Sedona Serendipity
I know them only as Kristen and Phyllis, two birders from Cottonwood, Az. I met them while hiking along the West Branch of Oak Creek, in the Coconino National Forest. With binoculars around my neck and a field guide in hand, it wasn’t hard to peg me as a fellow birder. Birders, I learned long ago, are usually helpful and often gregarious. We got talking, as birders do, and they quickly realized I was a visitor, and a visitor from afar. Veteran birders, they knew what I wanted to see even without my asking. Had I come upon the acorn woodpeckers at the beginning of the trail? “Uhh, no, and I really want that bird.” Check the dead trees behind the parking area. Gila woodpecker? Dead Horse Ranch State Park in Cottonwood. There’s a bird walk at Red Rock State Park tomorrow at 8, a great place to see some other western species, they said. You want summer tanager? Back toward the beginning of the trail. Red-faced warbler? Missed them by a week or two – they migrated. My hike was part of a four-day getaway to the Red Rock country of Sedona, Arizona, where the Red Rock mountain scenery is every bit as good as they claim. At times I just stared at the mountains, as visitors here do. But every day included a hike of several miles in the canyons. If you are going to really experience Red Rock country you need to walk Red Rock country. I came back to my motel room each day with red rock dust on my shorts, socks and boots.

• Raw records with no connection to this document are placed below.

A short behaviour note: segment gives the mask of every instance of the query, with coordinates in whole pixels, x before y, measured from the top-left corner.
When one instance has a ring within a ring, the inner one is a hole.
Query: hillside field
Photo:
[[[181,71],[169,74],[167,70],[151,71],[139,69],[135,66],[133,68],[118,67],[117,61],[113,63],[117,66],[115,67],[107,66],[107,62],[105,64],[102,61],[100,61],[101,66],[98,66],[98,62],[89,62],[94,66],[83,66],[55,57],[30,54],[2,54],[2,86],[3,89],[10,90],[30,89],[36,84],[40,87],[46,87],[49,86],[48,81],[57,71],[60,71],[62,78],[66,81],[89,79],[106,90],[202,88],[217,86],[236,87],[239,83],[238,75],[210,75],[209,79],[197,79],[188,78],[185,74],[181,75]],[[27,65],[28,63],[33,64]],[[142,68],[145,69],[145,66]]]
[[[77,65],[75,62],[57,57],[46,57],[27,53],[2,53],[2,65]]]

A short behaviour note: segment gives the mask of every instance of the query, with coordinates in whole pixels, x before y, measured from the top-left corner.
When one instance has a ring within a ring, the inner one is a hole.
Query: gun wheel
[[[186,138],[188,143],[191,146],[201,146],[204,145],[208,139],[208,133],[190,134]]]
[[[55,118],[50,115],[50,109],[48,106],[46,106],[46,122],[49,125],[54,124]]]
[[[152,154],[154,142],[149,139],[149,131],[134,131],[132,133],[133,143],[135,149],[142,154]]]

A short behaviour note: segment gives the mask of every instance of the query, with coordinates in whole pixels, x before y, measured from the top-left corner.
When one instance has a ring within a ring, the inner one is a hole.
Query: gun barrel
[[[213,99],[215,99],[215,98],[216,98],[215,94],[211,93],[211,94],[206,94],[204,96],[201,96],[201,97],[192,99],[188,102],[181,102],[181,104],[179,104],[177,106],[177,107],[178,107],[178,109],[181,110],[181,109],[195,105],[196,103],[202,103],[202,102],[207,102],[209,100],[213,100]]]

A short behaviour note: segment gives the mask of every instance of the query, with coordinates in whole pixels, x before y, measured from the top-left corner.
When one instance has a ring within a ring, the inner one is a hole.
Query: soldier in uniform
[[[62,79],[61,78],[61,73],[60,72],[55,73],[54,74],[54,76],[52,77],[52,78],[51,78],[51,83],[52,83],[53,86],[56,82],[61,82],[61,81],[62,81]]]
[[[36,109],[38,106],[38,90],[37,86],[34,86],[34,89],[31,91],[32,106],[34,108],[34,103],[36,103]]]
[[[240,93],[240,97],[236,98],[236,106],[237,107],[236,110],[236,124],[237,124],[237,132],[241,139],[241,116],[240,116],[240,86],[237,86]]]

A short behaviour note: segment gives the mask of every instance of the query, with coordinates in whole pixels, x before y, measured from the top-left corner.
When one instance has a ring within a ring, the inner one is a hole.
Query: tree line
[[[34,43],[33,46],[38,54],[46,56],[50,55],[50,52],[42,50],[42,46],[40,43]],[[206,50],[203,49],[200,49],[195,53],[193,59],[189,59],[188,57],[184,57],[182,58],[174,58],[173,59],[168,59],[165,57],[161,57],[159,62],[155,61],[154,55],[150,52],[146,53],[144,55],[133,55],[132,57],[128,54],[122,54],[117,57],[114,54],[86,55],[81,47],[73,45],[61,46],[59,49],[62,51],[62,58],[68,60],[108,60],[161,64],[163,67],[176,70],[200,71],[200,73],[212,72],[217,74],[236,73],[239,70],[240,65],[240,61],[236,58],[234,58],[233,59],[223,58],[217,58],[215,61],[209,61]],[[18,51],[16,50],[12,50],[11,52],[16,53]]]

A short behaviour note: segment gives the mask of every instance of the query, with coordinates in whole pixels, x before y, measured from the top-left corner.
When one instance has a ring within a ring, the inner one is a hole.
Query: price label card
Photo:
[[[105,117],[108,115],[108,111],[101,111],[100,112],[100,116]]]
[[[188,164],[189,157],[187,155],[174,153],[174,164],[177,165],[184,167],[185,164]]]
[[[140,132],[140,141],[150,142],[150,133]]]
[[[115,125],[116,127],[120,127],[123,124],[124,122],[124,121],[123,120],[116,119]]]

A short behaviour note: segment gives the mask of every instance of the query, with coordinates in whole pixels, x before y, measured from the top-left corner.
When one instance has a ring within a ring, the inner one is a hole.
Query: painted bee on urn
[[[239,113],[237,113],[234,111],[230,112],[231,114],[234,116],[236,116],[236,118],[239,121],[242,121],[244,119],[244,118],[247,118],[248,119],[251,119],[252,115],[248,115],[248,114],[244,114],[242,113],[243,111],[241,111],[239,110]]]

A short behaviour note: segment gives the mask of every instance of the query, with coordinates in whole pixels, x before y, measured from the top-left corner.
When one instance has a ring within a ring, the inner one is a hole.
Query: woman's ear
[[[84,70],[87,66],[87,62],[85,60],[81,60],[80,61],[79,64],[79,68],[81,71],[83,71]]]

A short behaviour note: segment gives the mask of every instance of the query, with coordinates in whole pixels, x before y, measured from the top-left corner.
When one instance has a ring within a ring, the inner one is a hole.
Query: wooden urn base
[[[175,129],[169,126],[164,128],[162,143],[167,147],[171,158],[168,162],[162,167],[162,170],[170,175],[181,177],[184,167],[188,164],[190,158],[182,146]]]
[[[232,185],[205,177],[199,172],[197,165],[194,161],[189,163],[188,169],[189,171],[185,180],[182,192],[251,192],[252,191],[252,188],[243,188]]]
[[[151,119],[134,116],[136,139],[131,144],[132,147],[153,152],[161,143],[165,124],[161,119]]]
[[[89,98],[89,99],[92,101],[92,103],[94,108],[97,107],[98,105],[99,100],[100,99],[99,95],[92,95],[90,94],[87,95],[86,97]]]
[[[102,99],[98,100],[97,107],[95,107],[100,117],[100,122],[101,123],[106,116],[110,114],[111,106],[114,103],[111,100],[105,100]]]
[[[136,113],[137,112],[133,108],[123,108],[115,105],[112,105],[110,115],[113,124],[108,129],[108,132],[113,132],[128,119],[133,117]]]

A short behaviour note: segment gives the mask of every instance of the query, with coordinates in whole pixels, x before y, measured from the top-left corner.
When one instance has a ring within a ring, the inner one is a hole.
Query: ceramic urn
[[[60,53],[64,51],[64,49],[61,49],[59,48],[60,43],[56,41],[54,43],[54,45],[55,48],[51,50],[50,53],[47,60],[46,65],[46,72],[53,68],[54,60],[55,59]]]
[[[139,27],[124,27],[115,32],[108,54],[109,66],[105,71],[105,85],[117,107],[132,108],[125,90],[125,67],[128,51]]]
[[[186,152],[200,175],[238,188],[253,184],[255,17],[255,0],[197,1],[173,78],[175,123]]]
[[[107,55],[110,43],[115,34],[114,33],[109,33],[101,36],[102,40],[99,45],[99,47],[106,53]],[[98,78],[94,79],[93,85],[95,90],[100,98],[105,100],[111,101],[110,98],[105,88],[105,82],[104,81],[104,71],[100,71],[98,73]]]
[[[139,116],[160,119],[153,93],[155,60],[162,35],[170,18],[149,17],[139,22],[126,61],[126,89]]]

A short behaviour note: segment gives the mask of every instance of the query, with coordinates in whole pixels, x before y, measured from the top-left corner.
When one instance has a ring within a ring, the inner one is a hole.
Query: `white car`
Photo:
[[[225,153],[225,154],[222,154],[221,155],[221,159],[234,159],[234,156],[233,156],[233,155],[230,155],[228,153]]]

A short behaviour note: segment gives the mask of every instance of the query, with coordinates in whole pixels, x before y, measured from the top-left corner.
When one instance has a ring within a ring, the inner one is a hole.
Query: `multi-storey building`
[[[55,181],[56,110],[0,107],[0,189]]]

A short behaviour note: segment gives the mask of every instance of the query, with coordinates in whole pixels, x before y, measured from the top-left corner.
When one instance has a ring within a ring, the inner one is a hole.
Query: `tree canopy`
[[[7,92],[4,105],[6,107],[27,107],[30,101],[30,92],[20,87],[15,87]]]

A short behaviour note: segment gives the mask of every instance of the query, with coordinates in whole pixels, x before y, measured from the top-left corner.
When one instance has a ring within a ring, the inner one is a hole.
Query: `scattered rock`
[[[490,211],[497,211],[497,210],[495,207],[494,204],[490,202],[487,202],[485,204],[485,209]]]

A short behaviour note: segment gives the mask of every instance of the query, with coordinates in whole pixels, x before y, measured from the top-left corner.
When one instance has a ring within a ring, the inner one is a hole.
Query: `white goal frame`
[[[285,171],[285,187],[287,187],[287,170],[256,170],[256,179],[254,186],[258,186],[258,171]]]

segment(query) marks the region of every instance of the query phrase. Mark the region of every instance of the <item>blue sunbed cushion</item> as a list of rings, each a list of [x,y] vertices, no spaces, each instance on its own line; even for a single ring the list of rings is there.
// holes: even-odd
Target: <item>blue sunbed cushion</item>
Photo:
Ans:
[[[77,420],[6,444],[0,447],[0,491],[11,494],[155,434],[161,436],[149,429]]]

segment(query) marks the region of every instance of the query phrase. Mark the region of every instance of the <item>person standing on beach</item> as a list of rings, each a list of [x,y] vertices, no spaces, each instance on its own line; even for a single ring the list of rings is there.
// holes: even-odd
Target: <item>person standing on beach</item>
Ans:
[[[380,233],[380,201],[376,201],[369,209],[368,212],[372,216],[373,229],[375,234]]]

Get away from the paved surfaces and you see things. Sacred datura bloomed along several of the trails. It is a gorgeous plant with a massive, trumpet-like white flower almost the size of an ice cream cone, though don’t be tempted – it is poisonous and hallucinogenic. I came to Sedona expecting to find trees sparse and species few in this high desert country, but I left surprised at both the number of trees and their diversity. From my pack I pulled a leaf that I had plucked from an oak only an hour earlier, figuring I might identify the tree species more specifically once home. From its shape I assumed it must be one of the white oaks, but I had no idea which one, certainly not the white oak of the Northeast, the state tree of Connecticut. I had not brought a field guide to the trees, I told my new friends, and I was annoyed with myself. Phyllis and Kristen took a quick look and did not hesitate in their identification: gambel oak. Birds, trees, wildflowers, they knew them all.
Back at the parking area I looked for the dead trees. They were not hard to find, nor were two acorn woodpeckers, plain as day and as cooperative as Kristen and Phyllis. The birds worked the barkless, sun-bleached wood while I hauled a big lens out of my daypack. The acorn woodpeckers were new birds for me – life birds as we birders call them – and interesting ones. The acorn woodpecker has a facial pattern as distinctive as a wood duck or the American kestrel; in fact, with its white eyeball and black pupil, its white throat, black bill, white forehead, red cap, the Sibley field guide describes its appearance as clownish. The acorn woodpecker drills holes in a dead tree and stuffs the holes with acorns. In a tree not far from the parking area I came upon several more acorn woodpeckers and settled in to get more photos. I got one photo that will serve as my signature acorn woodpecker shot – an acorn woodpecker with an acorn in its bill, the acorn about to be stored in a pale-gray tree trunk riddled with holes.